Ganesan et al. [4] analyzed the results of 12 patients with histologically proven myofibroblastoma of the lower female genital tract. In that study, myofibroblastoma occurred more frequently in the vagina (10 patients) than the vulva (two patients). Similarly, in our study, there was no case occurred in the vulva, while tumors were located in the vagina in three patients.

Among extramammary myofibroblastomas, intra-abdominal myofibroblastoma is especially rare. Howitt and Fletcher [6] has reported that 14 (9.7%) out of 143 tumors were intra-abdominal, retroperitoneal, or visceral in location.

A previous study reported cases of tumor recurrence; however, the recurrence rate was only 1.4% [6]. Based on previously published data and supported by our series, it can be concluded that the risk of recurrence is extremely low. No case had a recurrence on follow-up in the present study. Because of the benign nature of these lesions, some patients had relatively short follow-up.

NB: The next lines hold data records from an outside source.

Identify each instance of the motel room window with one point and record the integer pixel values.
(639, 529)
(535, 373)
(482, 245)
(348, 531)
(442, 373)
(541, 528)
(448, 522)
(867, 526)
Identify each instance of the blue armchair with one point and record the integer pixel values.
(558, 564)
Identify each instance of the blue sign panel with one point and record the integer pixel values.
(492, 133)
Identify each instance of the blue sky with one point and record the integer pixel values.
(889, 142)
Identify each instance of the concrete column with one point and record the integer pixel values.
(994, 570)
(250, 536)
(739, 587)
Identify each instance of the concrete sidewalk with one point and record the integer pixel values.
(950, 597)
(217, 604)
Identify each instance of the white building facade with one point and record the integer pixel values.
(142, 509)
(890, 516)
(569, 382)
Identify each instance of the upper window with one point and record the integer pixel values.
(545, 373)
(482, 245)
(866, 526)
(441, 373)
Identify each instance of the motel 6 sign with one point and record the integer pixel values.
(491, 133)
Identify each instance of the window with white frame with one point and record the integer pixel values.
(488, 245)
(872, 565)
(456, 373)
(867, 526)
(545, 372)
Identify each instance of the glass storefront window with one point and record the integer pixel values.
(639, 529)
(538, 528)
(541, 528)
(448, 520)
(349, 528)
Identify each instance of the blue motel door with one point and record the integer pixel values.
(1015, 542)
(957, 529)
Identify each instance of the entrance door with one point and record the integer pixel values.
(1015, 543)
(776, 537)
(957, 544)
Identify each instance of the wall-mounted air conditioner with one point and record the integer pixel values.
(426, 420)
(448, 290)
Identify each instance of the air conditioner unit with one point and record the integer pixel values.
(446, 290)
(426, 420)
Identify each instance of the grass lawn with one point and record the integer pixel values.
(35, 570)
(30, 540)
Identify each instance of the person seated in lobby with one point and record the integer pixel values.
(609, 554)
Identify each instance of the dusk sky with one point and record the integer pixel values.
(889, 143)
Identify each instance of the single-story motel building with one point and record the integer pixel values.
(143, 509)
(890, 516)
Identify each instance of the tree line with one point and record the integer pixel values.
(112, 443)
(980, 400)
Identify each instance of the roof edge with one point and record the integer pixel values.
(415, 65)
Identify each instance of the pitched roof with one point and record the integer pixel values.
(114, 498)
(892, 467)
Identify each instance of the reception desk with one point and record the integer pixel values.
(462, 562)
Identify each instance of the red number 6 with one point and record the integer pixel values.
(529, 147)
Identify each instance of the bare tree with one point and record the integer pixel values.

Our results suggest that the predominance of age distribution was in the relatively younger than previous studies. The anatomic distribution was also different from previous studies. However, it is difficult to achieve a solid conclusion due to the small number of patients. Further studies with larger numbers and long-term follow-up periods are needed.

In summary, we report a case series of myofibroblastoma involving the lower genital tract, breast and abdomen. Along with the rarity of this tumor, we also discussed its characteristic features and histopathological findings. To the best of our knowledge, this is the first study to report clinicopathologic information of myofibroblastoma in Korean patients.